João Graça Gomes (JGG) - O trabalho consistiu em validar o funcionamento do sistema elétrico nacional em cenários de forte penetração de energias renováveis que, tendencialmente, supram a totalidade do consumo elétrico nacional.

Para desenvolver o trabalho analisei as previsões de evolução para o sector elétrico do operador da rede de transporte nacional (REN) e de associações industriais europeias (exemplo: WindEurope e SolarPower Europe).

Para conceber os cenários recorri a um software muito conhecido pelos alunos de Engenharia da Energia e do Ambiente (EEA), o EnergyPlan, uma ferramenta que simula a operação de sistemas elétricos numa base horária.

Quais foram os melhores momentos desse período?

JGG - Os melhores momentos foram propiciados pela fantástica equipa da APREN. A sua constante dedicação ao sector renovável e a valiosa aprendizagem que me proporcionaram, pois graças ao seu apoio aprendi bastante sobre o funcionamento do sector elétrico nacional.

Como ultrapassou as dificuldades?

JGG - As dificuldades, impasses e até mesmo frustração, foram ultrapassadas com a troca e debate de ideias com o meu orientador e com antigos colegas e professores de EEA. Dentro deste último grupo destaca-se o meu colega e amigo, o engenheiro Tiago Pires e o professor Miguel Brito que me ajudaram a perceber melhor o software EnergyPlan.


João Graça Gomes recebeu o Prémio - Melhor Estágio Nacional em Engenharia Eletrotécnica da Ordem dos Engenheiros no Dia Nacional do Engenheiro
Imagem cedida por JGG

Quem foram os seus mentores?

JGG - Os maiores mentores, neste período de estágio, foram os colegas da APREN, especialmente José Medeiros Pinto, cujos conselhos revelaram-se inestimáveis. O seu conhecimento sobre o sector elétrico e as suas recomendações bem fundamentadas e de extraordinária agudeza foram uma contribuição significativa para este trabalho.

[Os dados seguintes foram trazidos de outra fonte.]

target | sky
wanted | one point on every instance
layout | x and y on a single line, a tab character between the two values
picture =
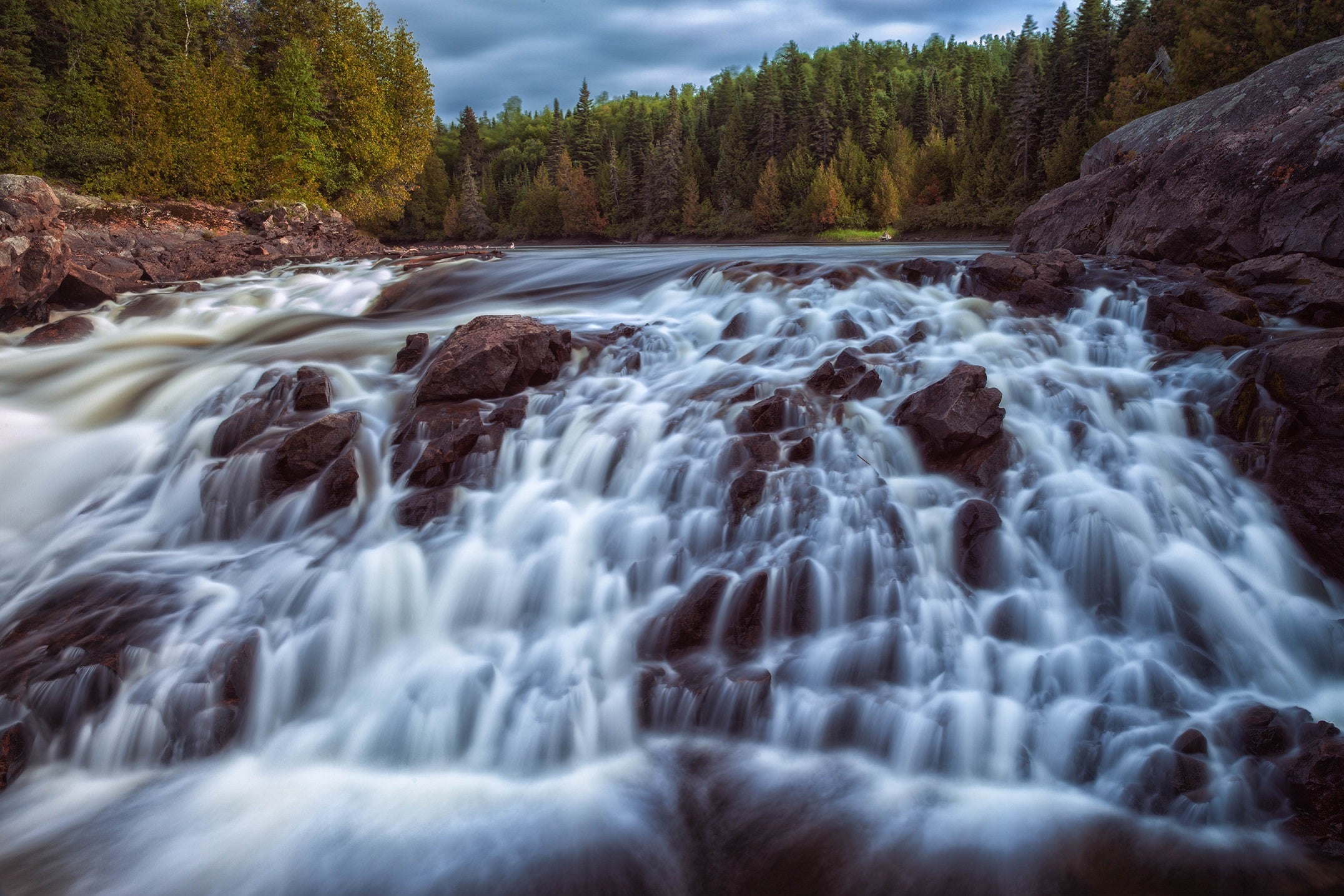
480	52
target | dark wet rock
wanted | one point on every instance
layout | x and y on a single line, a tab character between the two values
15	744
1009	619
430	465
1316	793
1298	287
67	330
82	288
1260	731
957	425
310	450
847	328
1191	743
803	451
312	390
510	414
495	357
753	451
838	375
745	493
338	486
745	616
1288	414
1254	169
976	543
412	355
918	272
1030	282
688	625
422	507
994	274
62	657
768	415
736	328
260	410
866	387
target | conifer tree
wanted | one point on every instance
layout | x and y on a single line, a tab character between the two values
476	225
768	205
585	136
470	140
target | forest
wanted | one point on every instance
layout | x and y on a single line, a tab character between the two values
952	135
322	101
218	100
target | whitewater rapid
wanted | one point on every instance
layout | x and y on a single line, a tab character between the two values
453	708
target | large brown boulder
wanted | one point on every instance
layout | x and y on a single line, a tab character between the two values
1254	169
1288	415
32	257
957	426
495	357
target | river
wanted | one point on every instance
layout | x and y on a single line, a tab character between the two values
463	708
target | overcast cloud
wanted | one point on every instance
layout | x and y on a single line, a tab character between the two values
483	51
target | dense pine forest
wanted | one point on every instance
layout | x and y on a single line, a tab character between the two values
949	135
322	101
221	100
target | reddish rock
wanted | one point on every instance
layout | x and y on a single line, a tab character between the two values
15	744
976	543
1191	743
260	409
1298	287
338	486
803	451
745	616
422	507
495	357
745	493
82	289
312	390
688	626
1250	170
307	451
67	330
957	425
764	417
412	355
867	386
753	450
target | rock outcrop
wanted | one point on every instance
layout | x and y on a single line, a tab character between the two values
957	425
1250	170
34	260
1288	420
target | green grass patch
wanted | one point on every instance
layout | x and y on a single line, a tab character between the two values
847	235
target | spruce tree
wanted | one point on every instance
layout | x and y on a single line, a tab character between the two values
585	135
470	140
768	203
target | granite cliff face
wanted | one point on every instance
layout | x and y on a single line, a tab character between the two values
1250	170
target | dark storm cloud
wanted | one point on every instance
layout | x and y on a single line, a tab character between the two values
483	51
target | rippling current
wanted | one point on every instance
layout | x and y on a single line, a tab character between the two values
458	708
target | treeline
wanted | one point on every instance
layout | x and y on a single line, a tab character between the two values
219	100
861	136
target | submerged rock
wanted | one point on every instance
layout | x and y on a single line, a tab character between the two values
957	425
495	357
67	330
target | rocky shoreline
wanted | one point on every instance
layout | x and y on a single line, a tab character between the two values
61	252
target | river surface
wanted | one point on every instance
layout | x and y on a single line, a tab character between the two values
453	710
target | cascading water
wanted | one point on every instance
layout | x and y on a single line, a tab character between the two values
473	706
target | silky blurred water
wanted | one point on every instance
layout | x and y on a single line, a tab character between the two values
453	708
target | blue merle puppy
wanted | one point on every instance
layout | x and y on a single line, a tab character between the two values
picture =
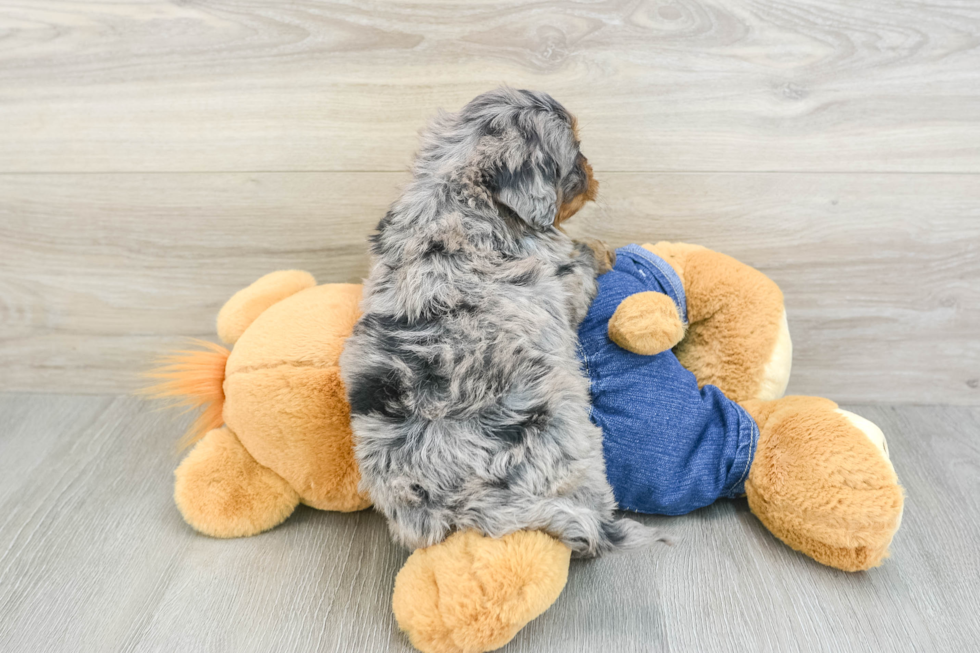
469	407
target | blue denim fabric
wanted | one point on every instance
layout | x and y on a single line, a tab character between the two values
670	448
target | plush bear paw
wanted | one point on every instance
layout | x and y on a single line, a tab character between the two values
646	323
222	491
822	482
473	593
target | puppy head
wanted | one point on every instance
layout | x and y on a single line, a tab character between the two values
529	156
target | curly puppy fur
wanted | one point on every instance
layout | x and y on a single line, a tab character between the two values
469	407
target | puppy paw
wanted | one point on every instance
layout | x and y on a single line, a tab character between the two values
473	593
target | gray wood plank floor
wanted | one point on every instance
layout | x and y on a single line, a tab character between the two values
95	557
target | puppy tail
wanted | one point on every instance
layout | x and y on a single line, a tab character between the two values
621	534
193	378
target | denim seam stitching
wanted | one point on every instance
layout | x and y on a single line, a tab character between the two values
668	272
752	446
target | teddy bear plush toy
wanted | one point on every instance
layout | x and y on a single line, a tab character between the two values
688	355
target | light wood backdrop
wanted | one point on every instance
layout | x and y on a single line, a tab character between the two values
155	157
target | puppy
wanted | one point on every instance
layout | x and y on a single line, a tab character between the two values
468	403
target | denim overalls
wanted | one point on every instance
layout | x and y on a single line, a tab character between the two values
670	448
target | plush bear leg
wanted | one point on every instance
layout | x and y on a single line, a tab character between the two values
737	337
822	482
250	302
223	492
473	593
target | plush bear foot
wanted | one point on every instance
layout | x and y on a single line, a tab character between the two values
473	593
223	492
822	482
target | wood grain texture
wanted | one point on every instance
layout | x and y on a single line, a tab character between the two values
688	85
101	273
94	557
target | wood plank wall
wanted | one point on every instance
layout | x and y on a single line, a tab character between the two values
155	157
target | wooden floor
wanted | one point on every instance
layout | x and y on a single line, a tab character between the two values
157	156
95	557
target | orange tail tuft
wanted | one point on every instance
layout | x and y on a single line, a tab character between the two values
194	378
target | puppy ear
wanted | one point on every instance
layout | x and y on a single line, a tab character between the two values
530	191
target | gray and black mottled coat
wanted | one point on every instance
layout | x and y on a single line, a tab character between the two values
469	407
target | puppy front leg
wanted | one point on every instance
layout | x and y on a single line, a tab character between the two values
589	259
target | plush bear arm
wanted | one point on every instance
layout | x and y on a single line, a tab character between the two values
737	337
248	303
646	323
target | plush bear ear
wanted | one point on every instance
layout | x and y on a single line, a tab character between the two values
530	190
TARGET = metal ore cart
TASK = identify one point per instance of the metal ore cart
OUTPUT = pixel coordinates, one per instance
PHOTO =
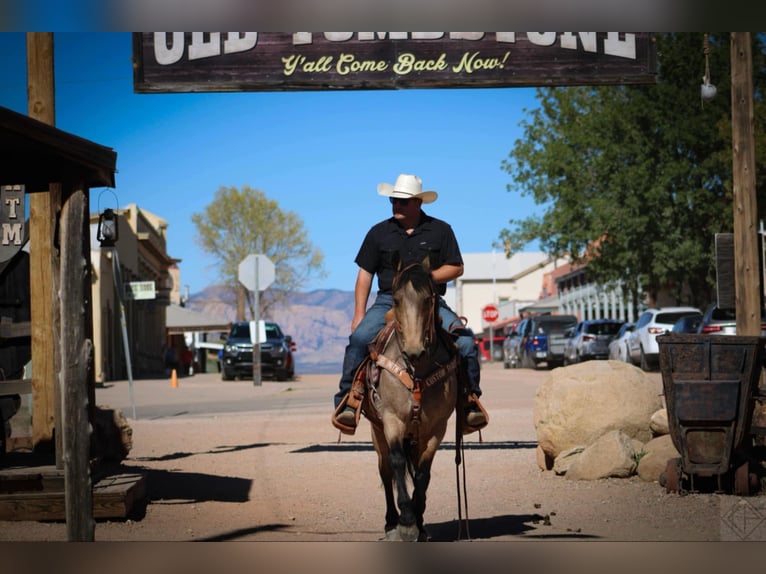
(710, 383)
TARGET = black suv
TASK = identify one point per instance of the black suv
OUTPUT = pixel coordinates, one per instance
(276, 353)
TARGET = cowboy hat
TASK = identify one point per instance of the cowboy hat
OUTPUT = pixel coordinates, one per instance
(407, 186)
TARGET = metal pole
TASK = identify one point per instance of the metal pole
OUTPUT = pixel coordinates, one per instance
(123, 325)
(257, 343)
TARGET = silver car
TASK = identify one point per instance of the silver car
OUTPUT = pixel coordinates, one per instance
(590, 339)
(618, 347)
(717, 321)
(643, 348)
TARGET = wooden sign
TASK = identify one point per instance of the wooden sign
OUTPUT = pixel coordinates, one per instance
(274, 61)
(12, 228)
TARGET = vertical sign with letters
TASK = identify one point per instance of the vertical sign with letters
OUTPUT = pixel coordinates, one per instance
(12, 228)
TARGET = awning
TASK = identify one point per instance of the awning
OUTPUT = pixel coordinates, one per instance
(180, 320)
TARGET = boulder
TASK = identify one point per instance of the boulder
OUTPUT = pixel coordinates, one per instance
(577, 404)
(612, 455)
(655, 458)
(564, 460)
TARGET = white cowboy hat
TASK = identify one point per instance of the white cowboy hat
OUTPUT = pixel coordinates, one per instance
(407, 186)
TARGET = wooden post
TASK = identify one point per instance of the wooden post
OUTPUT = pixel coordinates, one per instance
(43, 259)
(747, 275)
(78, 348)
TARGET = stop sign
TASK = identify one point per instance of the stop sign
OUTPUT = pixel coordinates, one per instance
(256, 272)
(490, 313)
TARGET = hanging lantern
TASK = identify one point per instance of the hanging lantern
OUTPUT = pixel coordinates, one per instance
(107, 232)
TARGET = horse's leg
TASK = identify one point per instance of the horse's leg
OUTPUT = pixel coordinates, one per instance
(408, 529)
(387, 478)
(421, 480)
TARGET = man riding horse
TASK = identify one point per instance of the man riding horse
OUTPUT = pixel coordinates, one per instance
(409, 236)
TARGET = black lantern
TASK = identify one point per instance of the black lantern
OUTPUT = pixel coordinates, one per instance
(108, 231)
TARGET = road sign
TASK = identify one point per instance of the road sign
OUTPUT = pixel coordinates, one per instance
(256, 272)
(490, 313)
(138, 290)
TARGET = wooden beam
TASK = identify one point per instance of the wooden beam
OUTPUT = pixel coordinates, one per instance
(747, 276)
(78, 349)
(43, 259)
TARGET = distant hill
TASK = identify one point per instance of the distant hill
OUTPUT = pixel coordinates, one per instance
(319, 322)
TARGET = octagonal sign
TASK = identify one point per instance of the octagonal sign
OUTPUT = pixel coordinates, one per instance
(256, 272)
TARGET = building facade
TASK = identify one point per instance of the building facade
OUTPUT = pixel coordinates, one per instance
(131, 288)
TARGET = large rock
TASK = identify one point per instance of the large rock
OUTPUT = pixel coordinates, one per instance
(612, 455)
(576, 405)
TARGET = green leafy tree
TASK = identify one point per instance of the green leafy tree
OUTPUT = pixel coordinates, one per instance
(636, 180)
(240, 222)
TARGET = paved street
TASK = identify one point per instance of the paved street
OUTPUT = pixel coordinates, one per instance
(234, 461)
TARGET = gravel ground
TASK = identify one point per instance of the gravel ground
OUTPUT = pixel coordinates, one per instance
(280, 473)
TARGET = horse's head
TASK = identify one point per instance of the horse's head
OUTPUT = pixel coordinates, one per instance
(414, 310)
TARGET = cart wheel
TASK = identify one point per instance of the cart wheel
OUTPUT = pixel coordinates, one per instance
(672, 475)
(742, 480)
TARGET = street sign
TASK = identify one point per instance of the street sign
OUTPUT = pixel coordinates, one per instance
(140, 290)
(256, 272)
(490, 313)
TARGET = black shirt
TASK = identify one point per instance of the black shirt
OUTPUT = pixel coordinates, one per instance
(431, 237)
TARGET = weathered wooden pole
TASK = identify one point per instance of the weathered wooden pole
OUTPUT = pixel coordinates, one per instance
(43, 258)
(747, 281)
(78, 348)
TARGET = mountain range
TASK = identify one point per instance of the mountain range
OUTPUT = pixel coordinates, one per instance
(319, 322)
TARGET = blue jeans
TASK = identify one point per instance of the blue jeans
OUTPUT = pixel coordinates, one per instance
(375, 319)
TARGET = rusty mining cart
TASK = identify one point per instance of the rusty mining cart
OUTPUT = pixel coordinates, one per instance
(710, 384)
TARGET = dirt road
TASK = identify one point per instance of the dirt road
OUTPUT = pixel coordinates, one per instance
(280, 474)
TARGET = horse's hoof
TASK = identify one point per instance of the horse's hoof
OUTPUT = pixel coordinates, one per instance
(392, 535)
(409, 533)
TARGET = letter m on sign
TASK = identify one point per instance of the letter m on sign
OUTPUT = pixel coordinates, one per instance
(12, 232)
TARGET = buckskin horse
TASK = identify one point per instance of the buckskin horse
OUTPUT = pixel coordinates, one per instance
(410, 396)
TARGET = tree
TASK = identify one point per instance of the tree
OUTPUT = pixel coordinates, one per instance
(240, 222)
(637, 180)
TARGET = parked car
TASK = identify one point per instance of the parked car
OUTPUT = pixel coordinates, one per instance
(717, 321)
(541, 340)
(688, 324)
(643, 348)
(277, 350)
(590, 339)
(618, 347)
(509, 357)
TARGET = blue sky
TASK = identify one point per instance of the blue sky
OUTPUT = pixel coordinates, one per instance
(318, 154)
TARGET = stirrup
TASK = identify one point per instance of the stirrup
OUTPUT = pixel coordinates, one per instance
(347, 401)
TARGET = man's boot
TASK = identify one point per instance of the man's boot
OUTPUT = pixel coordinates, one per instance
(346, 416)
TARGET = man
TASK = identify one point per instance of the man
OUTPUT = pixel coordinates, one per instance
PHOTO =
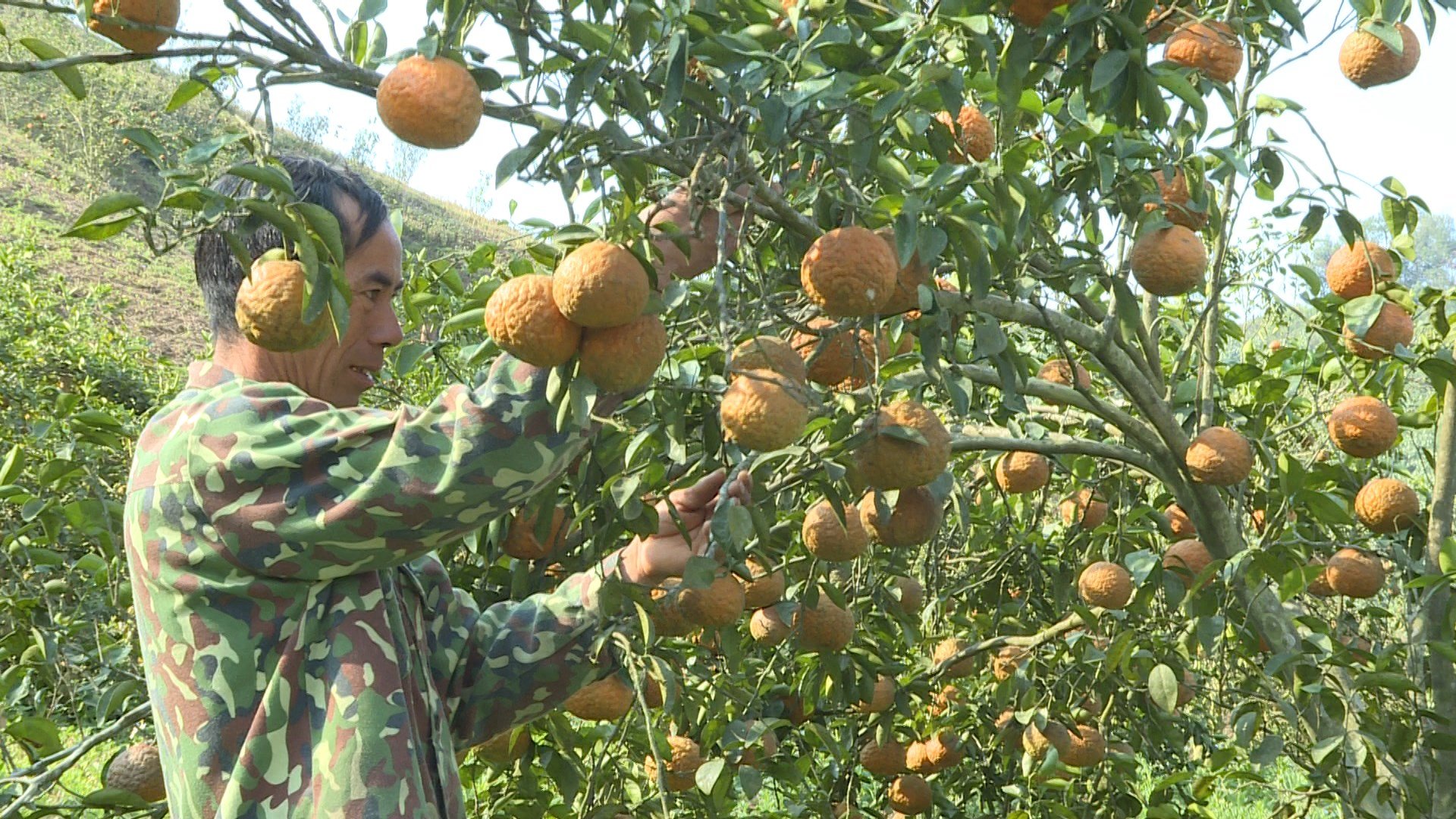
(305, 651)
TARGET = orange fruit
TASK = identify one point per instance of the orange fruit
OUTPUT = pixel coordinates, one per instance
(764, 410)
(910, 795)
(1212, 49)
(1363, 426)
(1066, 373)
(1169, 261)
(1187, 558)
(1367, 61)
(1178, 522)
(1219, 457)
(767, 627)
(887, 461)
(525, 321)
(1392, 328)
(935, 754)
(682, 761)
(604, 700)
(270, 308)
(601, 284)
(1177, 202)
(849, 271)
(1018, 472)
(137, 770)
(973, 131)
(1354, 573)
(714, 605)
(430, 102)
(1353, 270)
(830, 538)
(767, 353)
(520, 537)
(843, 360)
(1106, 585)
(1386, 504)
(620, 359)
(146, 12)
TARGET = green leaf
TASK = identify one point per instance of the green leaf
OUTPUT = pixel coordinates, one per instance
(267, 177)
(1109, 69)
(1163, 689)
(71, 76)
(708, 773)
(187, 89)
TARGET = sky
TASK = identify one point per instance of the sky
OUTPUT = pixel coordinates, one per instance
(1391, 130)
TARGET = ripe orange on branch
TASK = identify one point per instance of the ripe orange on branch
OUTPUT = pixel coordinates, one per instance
(764, 410)
(619, 359)
(1212, 49)
(525, 321)
(1219, 457)
(270, 306)
(1386, 504)
(1354, 270)
(146, 12)
(974, 136)
(830, 538)
(1392, 328)
(893, 460)
(1019, 472)
(849, 271)
(601, 284)
(1363, 426)
(1187, 558)
(1169, 261)
(430, 102)
(1367, 61)
(1177, 200)
(1354, 573)
(1106, 585)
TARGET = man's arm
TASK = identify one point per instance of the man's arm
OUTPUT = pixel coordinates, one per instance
(300, 488)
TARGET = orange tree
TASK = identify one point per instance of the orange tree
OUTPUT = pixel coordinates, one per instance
(1033, 522)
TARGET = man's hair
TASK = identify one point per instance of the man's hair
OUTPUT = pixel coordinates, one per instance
(315, 181)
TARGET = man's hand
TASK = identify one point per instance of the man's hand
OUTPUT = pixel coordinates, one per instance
(653, 558)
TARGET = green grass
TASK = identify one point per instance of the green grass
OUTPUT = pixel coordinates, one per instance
(58, 153)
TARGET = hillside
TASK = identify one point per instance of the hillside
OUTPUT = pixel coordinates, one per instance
(57, 153)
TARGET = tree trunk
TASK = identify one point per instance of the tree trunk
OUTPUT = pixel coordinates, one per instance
(1432, 624)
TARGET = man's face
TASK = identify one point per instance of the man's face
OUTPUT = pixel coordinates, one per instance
(340, 372)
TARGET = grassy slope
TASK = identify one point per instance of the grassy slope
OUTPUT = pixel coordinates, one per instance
(58, 153)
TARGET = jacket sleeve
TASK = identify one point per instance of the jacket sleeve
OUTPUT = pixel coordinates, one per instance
(299, 488)
(514, 661)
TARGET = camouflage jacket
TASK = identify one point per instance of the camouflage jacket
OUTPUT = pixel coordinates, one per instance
(305, 651)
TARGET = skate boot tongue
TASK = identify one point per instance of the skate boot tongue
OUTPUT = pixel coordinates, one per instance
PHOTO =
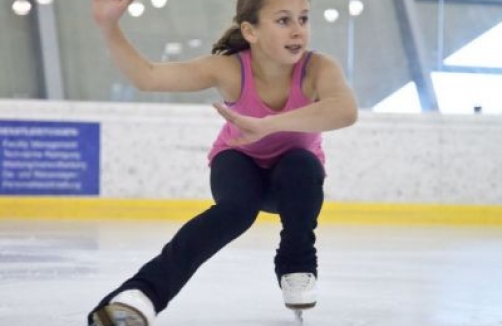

Outro grande mentor foi o professor Sá da Costa que contribuiu decisivamente para reforçar os meus conhecimentos adquiridos na formação académica sobre o sector renovável. Dotado de uma sapiência, humor e qualidades humanas excecionais tornou o trabalho técnico da APREN numa tarefa prazenteira.

A engenheira Susana Serôdio, com quem partilho o Departamento Técnico da APREN, foi e continua a ser uma grande mentora. Trabalhar com a engenheira Susana Serôdio é como beneficiar de aconselhamento excecionalmente esclarecido, paciente e simpático de um tutor universitário.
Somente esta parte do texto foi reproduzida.